Periodontitis exacerbates endothelial dysfunctions partly via endothelial-mesenchymal transition in streptozotocin-induced diabetes rats.

Objectives: Periodontal infections are related to the expansion of diabetes cardiovascular problems. However, the pathological process and probable mechanism remain unexplained. This study investigated the impact of periodontitis on streptozotocin (STZ)-induced diabetes rats' carotid artery.

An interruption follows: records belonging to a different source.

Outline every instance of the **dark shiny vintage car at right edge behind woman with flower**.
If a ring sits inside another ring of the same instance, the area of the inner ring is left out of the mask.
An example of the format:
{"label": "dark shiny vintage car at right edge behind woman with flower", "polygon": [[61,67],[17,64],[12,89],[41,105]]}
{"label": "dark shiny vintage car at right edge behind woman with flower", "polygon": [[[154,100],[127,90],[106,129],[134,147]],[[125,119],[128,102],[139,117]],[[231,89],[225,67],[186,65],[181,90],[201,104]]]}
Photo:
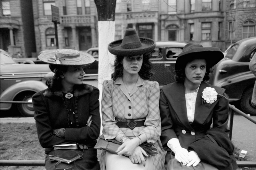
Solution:
{"label": "dark shiny vintage car at right edge behind woman with flower", "polygon": [[256,115],[256,108],[251,103],[256,77],[249,69],[249,62],[255,52],[256,37],[237,41],[215,66],[214,75],[209,81],[226,89],[229,101],[239,101],[241,110],[251,115]]}

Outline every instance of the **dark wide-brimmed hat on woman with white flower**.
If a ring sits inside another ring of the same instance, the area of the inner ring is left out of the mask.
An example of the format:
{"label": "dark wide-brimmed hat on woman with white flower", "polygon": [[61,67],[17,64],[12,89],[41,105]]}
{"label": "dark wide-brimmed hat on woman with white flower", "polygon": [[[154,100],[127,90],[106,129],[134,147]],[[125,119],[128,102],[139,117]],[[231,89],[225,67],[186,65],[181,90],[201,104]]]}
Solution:
{"label": "dark wide-brimmed hat on woman with white flower", "polygon": [[205,59],[206,67],[211,68],[223,59],[223,57],[224,55],[218,47],[203,47],[201,44],[188,43],[178,55],[175,69],[180,69],[187,61],[197,58]]}

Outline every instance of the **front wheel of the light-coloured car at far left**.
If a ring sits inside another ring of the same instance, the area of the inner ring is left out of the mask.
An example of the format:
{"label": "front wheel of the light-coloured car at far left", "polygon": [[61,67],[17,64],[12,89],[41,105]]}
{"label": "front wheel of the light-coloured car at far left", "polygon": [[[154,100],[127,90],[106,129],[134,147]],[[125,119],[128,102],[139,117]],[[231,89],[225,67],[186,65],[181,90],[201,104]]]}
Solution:
{"label": "front wheel of the light-coloured car at far left", "polygon": [[[32,102],[32,96],[35,92],[23,92],[19,94],[16,98],[17,101],[23,102]],[[33,117],[34,116],[34,107],[32,104],[17,104],[17,109],[19,110],[20,114],[24,117]]]}

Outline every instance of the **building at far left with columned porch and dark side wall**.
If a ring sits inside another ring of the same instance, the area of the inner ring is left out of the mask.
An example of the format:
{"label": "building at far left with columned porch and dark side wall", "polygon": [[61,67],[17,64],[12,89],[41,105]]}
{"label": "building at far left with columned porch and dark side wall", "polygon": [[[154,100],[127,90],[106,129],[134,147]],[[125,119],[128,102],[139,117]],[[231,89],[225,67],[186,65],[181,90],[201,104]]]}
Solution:
{"label": "building at far left with columned porch and dark side wall", "polygon": [[0,48],[14,57],[35,57],[32,0],[1,0],[0,17]]}

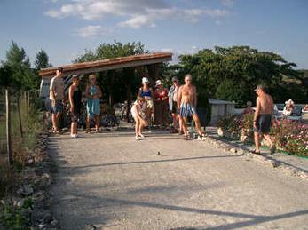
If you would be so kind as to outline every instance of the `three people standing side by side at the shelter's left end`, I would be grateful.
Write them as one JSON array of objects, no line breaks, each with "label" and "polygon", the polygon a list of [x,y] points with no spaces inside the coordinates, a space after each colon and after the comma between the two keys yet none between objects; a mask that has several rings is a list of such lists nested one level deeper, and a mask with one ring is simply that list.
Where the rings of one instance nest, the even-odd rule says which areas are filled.
[{"label": "three people standing side by side at the shelter's left end", "polygon": [[[63,68],[57,69],[56,75],[51,79],[50,85],[50,100],[51,100],[51,122],[52,131],[59,133],[59,117],[64,111],[65,87],[62,78]],[[71,117],[71,137],[77,138],[77,122],[81,115],[82,109],[82,91],[79,90],[79,77],[74,75],[72,77],[72,84],[68,89],[69,111]],[[102,96],[102,91],[96,82],[96,76],[89,76],[89,84],[85,89],[85,97],[87,99],[87,120],[86,120],[86,133],[91,132],[91,120],[94,120],[95,131],[99,132],[99,114],[100,103],[99,99]]]}]

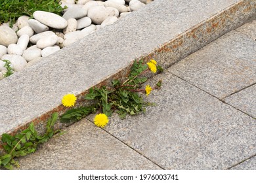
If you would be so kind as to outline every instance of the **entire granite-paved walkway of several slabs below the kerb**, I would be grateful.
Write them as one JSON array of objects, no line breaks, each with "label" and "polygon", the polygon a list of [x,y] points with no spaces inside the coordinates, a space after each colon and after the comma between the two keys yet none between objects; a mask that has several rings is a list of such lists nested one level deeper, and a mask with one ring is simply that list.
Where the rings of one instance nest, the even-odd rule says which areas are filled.
[{"label": "entire granite-paved walkway of several slabs below the kerb", "polygon": [[154,76],[146,114],[104,129],[93,115],[68,127],[20,169],[256,169],[256,22]]}]

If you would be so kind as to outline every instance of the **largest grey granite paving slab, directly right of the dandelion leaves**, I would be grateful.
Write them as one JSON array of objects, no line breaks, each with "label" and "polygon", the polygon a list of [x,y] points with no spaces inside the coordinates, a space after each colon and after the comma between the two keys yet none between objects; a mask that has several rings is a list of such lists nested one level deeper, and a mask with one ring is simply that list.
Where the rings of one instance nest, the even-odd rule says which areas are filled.
[{"label": "largest grey granite paving slab, directly right of the dandelion leaves", "polygon": [[[256,152],[256,120],[165,73],[146,114],[110,117],[105,130],[164,169],[228,169]],[[94,116],[89,116],[93,122]]]}]

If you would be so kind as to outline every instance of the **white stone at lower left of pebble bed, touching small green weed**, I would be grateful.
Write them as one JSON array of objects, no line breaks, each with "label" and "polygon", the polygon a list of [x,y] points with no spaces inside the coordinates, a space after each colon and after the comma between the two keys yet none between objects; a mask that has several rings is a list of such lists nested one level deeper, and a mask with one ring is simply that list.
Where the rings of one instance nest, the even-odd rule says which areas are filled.
[{"label": "white stone at lower left of pebble bed, touching small green weed", "polygon": [[18,55],[4,55],[1,58],[2,60],[7,59],[11,62],[11,67],[14,69],[14,71],[21,71],[27,64],[26,59],[24,59],[22,56]]}]

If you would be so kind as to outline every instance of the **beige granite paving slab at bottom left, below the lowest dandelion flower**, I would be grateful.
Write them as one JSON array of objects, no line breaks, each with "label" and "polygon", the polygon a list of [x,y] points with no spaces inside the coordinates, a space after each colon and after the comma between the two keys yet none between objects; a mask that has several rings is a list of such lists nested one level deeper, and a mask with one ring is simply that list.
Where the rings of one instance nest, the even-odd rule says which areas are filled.
[{"label": "beige granite paving slab at bottom left, below the lowest dandelion flower", "polygon": [[88,120],[66,131],[34,154],[19,158],[20,169],[160,169]]}]

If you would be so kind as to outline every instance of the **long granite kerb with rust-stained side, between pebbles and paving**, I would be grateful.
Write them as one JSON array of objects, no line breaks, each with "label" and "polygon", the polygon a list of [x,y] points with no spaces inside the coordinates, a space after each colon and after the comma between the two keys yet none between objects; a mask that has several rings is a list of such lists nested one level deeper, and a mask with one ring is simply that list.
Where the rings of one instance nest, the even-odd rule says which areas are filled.
[{"label": "long granite kerb with rust-stained side, between pebbles and paving", "polygon": [[[167,68],[255,12],[253,0],[158,0],[0,82],[0,135],[34,122],[43,130],[62,96],[80,99],[93,86],[123,78],[134,59]],[[62,124],[58,123],[58,127]]]}]

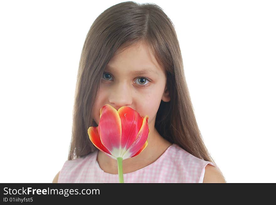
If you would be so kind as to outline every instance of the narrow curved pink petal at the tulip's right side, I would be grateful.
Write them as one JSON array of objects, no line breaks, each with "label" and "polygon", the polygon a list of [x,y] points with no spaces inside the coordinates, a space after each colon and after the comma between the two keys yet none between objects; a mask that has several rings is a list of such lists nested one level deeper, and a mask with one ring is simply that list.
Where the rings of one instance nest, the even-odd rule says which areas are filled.
[{"label": "narrow curved pink petal at the tulip's right side", "polygon": [[146,115],[145,118],[143,119],[141,129],[139,130],[135,138],[135,141],[130,145],[129,149],[125,152],[125,154],[123,155],[123,159],[127,159],[135,155],[141,149],[141,147],[144,146],[144,144],[146,143],[150,133],[150,129],[147,123],[148,119],[149,119],[149,116]]}]

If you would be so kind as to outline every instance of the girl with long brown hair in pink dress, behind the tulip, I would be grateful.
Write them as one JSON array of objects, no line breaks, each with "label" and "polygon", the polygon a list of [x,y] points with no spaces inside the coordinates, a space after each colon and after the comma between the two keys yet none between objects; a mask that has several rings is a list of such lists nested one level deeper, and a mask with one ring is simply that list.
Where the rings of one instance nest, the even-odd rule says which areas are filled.
[{"label": "girl with long brown hair in pink dress, behind the tulip", "polygon": [[53,182],[119,182],[117,161],[88,137],[105,104],[149,116],[148,146],[123,161],[125,183],[225,182],[197,126],[173,23],[156,4],[119,3],[92,24],[77,75],[68,160]]}]

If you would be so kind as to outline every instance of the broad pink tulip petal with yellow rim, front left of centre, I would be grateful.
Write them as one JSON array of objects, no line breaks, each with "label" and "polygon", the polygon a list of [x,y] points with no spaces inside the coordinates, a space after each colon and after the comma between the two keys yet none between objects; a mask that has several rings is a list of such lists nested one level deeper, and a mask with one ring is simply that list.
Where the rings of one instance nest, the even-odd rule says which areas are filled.
[{"label": "broad pink tulip petal with yellow rim, front left of centre", "polygon": [[111,105],[104,105],[100,110],[99,135],[102,144],[112,156],[120,157],[122,126],[118,111]]}]

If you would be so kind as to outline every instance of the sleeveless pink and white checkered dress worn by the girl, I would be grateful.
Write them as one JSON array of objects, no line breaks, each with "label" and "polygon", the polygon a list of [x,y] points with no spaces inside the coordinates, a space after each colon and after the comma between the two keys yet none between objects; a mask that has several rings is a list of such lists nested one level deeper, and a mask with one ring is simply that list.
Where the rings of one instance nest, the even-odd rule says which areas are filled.
[{"label": "sleeveless pink and white checkered dress worn by the girl", "polygon": [[[65,161],[58,183],[119,183],[118,174],[104,172],[98,165],[98,151]],[[199,159],[177,144],[172,144],[153,163],[125,173],[125,183],[202,183],[205,166],[213,162]]]}]

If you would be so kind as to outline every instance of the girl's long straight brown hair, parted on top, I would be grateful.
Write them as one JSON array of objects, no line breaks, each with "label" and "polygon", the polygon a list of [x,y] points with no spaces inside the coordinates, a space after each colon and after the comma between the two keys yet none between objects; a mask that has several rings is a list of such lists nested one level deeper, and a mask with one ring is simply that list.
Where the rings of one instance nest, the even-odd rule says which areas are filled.
[{"label": "girl's long straight brown hair, parted on top", "polygon": [[89,140],[87,130],[98,126],[92,118],[92,110],[105,66],[118,49],[141,41],[151,47],[167,74],[171,100],[161,100],[155,122],[157,131],[190,154],[215,163],[195,119],[174,25],[156,4],[135,2],[118,3],[106,9],[88,31],[77,74],[68,160],[97,149]]}]

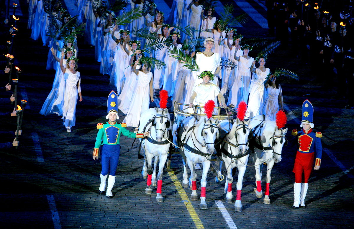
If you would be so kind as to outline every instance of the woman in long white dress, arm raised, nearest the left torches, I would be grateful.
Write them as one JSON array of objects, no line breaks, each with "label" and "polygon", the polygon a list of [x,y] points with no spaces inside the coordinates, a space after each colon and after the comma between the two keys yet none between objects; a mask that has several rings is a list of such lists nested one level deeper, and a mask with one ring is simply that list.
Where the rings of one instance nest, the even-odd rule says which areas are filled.
[{"label": "woman in long white dress, arm raised, nearest the left torches", "polygon": [[64,105],[63,105],[63,125],[67,128],[67,131],[71,132],[71,127],[75,125],[75,111],[76,103],[82,101],[81,86],[80,86],[80,72],[76,71],[78,68],[78,59],[70,57],[67,60],[67,68],[64,68],[62,54],[60,68],[64,74],[65,90],[64,90]]}]

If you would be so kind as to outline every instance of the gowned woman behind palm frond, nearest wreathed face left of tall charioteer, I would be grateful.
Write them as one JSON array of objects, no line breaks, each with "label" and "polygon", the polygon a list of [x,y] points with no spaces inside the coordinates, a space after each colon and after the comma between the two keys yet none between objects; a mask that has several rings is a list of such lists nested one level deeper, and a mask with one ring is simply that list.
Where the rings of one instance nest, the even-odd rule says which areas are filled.
[{"label": "gowned woman behind palm frond, nearest wreathed face left of tall charioteer", "polygon": [[[174,31],[170,33],[170,37],[172,39],[171,48],[175,46],[181,49],[182,45],[177,43],[178,39],[181,38],[181,34]],[[177,72],[178,72],[179,62],[177,61],[176,58],[171,57],[167,54],[165,63],[166,63],[166,69],[165,69],[164,83],[162,89],[166,90],[170,96],[173,96],[177,78],[178,78]]]}]

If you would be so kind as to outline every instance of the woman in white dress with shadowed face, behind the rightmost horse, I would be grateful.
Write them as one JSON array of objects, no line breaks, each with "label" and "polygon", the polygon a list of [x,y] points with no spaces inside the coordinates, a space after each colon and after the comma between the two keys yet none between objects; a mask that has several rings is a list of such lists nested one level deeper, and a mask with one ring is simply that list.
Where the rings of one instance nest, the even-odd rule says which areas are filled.
[{"label": "woman in white dress with shadowed face, behind the rightmost horse", "polygon": [[262,114],[270,120],[276,120],[276,113],[279,109],[283,110],[283,95],[281,86],[276,82],[276,76],[270,76],[269,80],[264,82],[265,99]]}]

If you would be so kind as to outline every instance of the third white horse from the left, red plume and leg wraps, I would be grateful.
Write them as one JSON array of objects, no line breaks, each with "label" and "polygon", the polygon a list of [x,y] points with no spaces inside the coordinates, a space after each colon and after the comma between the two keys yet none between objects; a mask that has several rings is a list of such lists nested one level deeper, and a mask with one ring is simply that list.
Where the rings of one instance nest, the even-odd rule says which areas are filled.
[{"label": "third white horse from the left, red plume and leg wraps", "polygon": [[[223,120],[224,121],[224,120]],[[235,211],[242,211],[241,204],[241,190],[242,181],[246,172],[247,161],[250,155],[249,150],[249,136],[252,137],[250,120],[240,121],[238,118],[234,120],[234,124],[229,133],[225,134],[224,140],[221,142],[221,154],[218,156],[216,165],[218,166],[218,174],[221,174],[222,161],[225,162],[227,171],[227,179],[225,180],[224,193],[226,193],[226,202],[232,203],[232,169],[237,167],[239,170],[238,179],[236,183],[237,194],[235,201]],[[250,135],[251,133],[251,135]],[[218,177],[215,177],[218,182]]]}]

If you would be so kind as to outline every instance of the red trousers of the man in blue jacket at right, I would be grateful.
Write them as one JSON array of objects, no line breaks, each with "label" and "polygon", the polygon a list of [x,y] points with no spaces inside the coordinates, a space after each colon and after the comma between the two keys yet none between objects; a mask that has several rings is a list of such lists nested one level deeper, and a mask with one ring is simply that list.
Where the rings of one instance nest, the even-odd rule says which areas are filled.
[{"label": "red trousers of the man in blue jacket at right", "polygon": [[294,168],[292,170],[292,172],[295,173],[295,183],[308,183],[314,159],[314,152],[304,154],[297,151]]}]

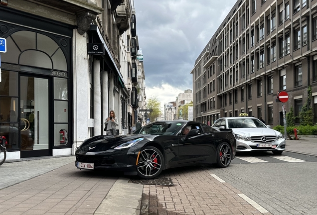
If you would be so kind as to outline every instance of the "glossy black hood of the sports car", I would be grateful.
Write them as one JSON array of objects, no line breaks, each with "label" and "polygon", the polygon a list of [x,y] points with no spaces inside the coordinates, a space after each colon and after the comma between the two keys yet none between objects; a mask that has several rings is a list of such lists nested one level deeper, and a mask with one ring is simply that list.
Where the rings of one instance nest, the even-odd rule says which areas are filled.
[{"label": "glossy black hood of the sports car", "polygon": [[[76,154],[85,154],[86,152],[104,152],[113,150],[115,147],[138,138],[151,139],[153,135],[127,134],[120,136],[99,135],[86,139],[76,150]],[[138,144],[138,143],[137,143]]]}]

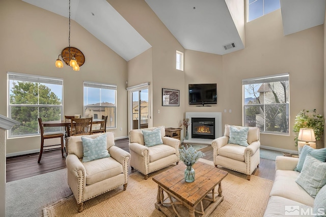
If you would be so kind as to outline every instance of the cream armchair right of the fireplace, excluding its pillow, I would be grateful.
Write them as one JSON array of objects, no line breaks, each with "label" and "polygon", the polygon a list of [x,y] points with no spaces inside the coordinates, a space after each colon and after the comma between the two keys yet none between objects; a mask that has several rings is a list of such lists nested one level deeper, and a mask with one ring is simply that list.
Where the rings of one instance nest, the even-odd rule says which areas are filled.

Methods: We randomized 24 Sprague-Dawley (SD) rats into four groups: control, chronic periodontitis (CP), diabetes mellitus (DM), and DM +CP groups. Fasting blood glucose (FBG) and hemoglobin A (HBA ) were measured to verify the establishment of the DM model. After euthanasia, the maxillary was collected for further studies like hematoxylin-eosin (HE), Masson staining, and micro-computed tomography (micro-CT) analysis. Immunofluorescence (IF) staining was used to detect endothelial-mesenchymal transition (EndMT)-related markers in carotid artery wall. We further used ELISA and quantitative real-time PCR to investigate the effect of high glucose (HG) and Porphyromonas gingivalis lipopolysaccharide (P.g-LPS) on human umbilical vein endothelial cells (HUVECs).

Results: Compared with DM and CP groups, bone resorption and pathological changes of the vascular wall were the most serious in the DM+CP group. The vascular wall of the DM+CP group had a higher level of interleukin (IL)-6 and vascular cell adhesion molecule 1 (VCAM-1). The carotid artery vascular wall of the DM+CP group contained more cells that expressed both mesenchymal and endothelial cell markers, along with elevated transcription factor levels. Furthermore, P.g-LPS and HG upregulated the inflammatory cytokines expression and caused phenotypic changes of HUVECs in vitro.

Conclusion: Periodontitis exacerbates endothelial dysfunctions partly via endothelial-mesenchymal transition in STZ-induced diabetes rats.